I’m still smiling as I set the phone down. Tonight’s going to suck not being able to play as my team takes on our biggest rivals. But somehow, knowing Emma might be watching too, even if she’s rooting for the wrong team, makes it a little more bearable.

And that, more than anything, tells me I’m in dangerous territory with my physical therapist.

Emma

Chapter Seven

The applause is deafening. Thousands of people watching, holding their breath as I take position in the center of the ice. Fifteen years old, Junior Nationals, the culmination of nine years of training.

My costume catches the arena lights, glittering in royal blue and tiny crystals my mom spent three months sewing on by hand.
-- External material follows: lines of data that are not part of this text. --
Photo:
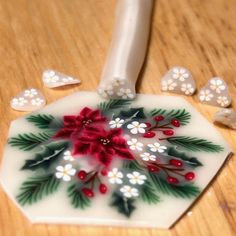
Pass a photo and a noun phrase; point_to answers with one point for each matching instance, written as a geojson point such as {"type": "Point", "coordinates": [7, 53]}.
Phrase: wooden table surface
{"type": "Point", "coordinates": [73, 36]}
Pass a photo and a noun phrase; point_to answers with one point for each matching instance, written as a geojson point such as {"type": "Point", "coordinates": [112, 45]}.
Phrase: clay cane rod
{"type": "Point", "coordinates": [128, 49]}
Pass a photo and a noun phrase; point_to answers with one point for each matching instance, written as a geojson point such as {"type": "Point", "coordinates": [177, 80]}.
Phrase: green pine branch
{"type": "Point", "coordinates": [41, 121]}
{"type": "Point", "coordinates": [180, 114]}
{"type": "Point", "coordinates": [132, 165]}
{"type": "Point", "coordinates": [27, 142]}
{"type": "Point", "coordinates": [124, 205]}
{"type": "Point", "coordinates": [78, 200]}
{"type": "Point", "coordinates": [36, 188]}
{"type": "Point", "coordinates": [113, 104]}
{"type": "Point", "coordinates": [194, 144]}
{"type": "Point", "coordinates": [46, 157]}
{"type": "Point", "coordinates": [183, 191]}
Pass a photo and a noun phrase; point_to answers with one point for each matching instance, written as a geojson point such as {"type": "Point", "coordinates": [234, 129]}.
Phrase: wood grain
{"type": "Point", "coordinates": [73, 36]}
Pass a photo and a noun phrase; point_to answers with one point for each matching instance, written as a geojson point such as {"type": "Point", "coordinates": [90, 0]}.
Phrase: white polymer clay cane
{"type": "Point", "coordinates": [53, 79]}
{"type": "Point", "coordinates": [29, 100]}
{"type": "Point", "coordinates": [178, 80]}
{"type": "Point", "coordinates": [128, 49]}
{"type": "Point", "coordinates": [215, 93]}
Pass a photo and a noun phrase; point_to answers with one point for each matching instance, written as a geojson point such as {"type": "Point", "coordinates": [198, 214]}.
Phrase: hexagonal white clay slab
{"type": "Point", "coordinates": [30, 99]}
{"type": "Point", "coordinates": [84, 160]}
{"type": "Point", "coordinates": [215, 93]}
{"type": "Point", "coordinates": [178, 80]}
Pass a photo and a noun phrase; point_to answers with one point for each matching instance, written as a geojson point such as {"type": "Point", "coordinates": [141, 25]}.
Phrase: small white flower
{"type": "Point", "coordinates": [206, 95]}
{"type": "Point", "coordinates": [136, 127]}
{"type": "Point", "coordinates": [217, 85]}
{"type": "Point", "coordinates": [68, 156]}
{"type": "Point", "coordinates": [118, 82]}
{"type": "Point", "coordinates": [187, 88]}
{"type": "Point", "coordinates": [50, 77]}
{"type": "Point", "coordinates": [19, 101]}
{"type": "Point", "coordinates": [37, 102]}
{"type": "Point", "coordinates": [115, 176]}
{"type": "Point", "coordinates": [125, 93]}
{"type": "Point", "coordinates": [117, 123]}
{"type": "Point", "coordinates": [180, 73]}
{"type": "Point", "coordinates": [65, 172]}
{"type": "Point", "coordinates": [168, 85]}
{"type": "Point", "coordinates": [135, 145]}
{"type": "Point", "coordinates": [136, 178]}
{"type": "Point", "coordinates": [129, 192]}
{"type": "Point", "coordinates": [106, 91]}
{"type": "Point", "coordinates": [148, 157]}
{"type": "Point", "coordinates": [68, 79]}
{"type": "Point", "coordinates": [30, 93]}
{"type": "Point", "coordinates": [156, 147]}
{"type": "Point", "coordinates": [223, 101]}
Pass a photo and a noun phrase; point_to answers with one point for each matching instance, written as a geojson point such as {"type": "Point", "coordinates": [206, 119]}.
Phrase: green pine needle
{"type": "Point", "coordinates": [41, 121]}
{"type": "Point", "coordinates": [27, 142]}
{"type": "Point", "coordinates": [194, 144]}
{"type": "Point", "coordinates": [124, 205]}
{"type": "Point", "coordinates": [78, 200]}
{"type": "Point", "coordinates": [113, 104]}
{"type": "Point", "coordinates": [36, 188]}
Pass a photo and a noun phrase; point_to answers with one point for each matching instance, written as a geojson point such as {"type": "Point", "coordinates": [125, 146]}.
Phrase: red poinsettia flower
{"type": "Point", "coordinates": [74, 124]}
{"type": "Point", "coordinates": [102, 144]}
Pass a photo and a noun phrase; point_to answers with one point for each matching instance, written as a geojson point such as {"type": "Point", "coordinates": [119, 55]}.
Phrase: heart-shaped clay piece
{"type": "Point", "coordinates": [53, 79]}
{"type": "Point", "coordinates": [215, 93]}
{"type": "Point", "coordinates": [29, 100]}
{"type": "Point", "coordinates": [178, 80]}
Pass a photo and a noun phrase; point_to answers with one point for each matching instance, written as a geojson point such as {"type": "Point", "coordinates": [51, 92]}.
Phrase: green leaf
{"type": "Point", "coordinates": [29, 141]}
{"type": "Point", "coordinates": [183, 191]}
{"type": "Point", "coordinates": [132, 113]}
{"type": "Point", "coordinates": [191, 161]}
{"type": "Point", "coordinates": [36, 188]}
{"type": "Point", "coordinates": [44, 159]}
{"type": "Point", "coordinates": [180, 114]}
{"type": "Point", "coordinates": [113, 104]}
{"type": "Point", "coordinates": [132, 165]}
{"type": "Point", "coordinates": [43, 121]}
{"type": "Point", "coordinates": [148, 193]}
{"type": "Point", "coordinates": [194, 144]}
{"type": "Point", "coordinates": [78, 200]}
{"type": "Point", "coordinates": [124, 205]}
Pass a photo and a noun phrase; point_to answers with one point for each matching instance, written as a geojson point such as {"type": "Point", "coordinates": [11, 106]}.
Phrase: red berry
{"type": "Point", "coordinates": [172, 180]}
{"type": "Point", "coordinates": [159, 118]}
{"type": "Point", "coordinates": [88, 192]}
{"type": "Point", "coordinates": [175, 162]}
{"type": "Point", "coordinates": [102, 188]}
{"type": "Point", "coordinates": [189, 176]}
{"type": "Point", "coordinates": [175, 122]}
{"type": "Point", "coordinates": [148, 124]}
{"type": "Point", "coordinates": [153, 168]}
{"type": "Point", "coordinates": [149, 134]}
{"type": "Point", "coordinates": [168, 132]}
{"type": "Point", "coordinates": [104, 172]}
{"type": "Point", "coordinates": [82, 174]}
Runaway by AURORA starts playing—soft at first, then building.

I move across the ice, feeling the familiar rush of cold air against my face, the smooth glide of my blades. The first jump is a triple Lutz, which I land. The crowd responds, but I tune them out, focused only on the next element.

Double axel-triple toe combination. Executed flawlessly. I’m flying now, confidence building with each successful move.

The program builds toward its climax—a triple axel, the jump that’s been my nemesis and triumph. I’ve landed it in practice, not consistently, but enough to warrant including it in my program. My coach warned against it, but I insisted.

I set up for the approach, gathering speed along the perimeter of the rink. Everything narrows to this moment. The bite of my blades against the ice, the tension in my muscles, the rotation I need to generate.

But something’s wrong. The approach feels off, my weight distribution slightly askew. A voice in my head screams to abort, to turn the triple into a double, to play it safe.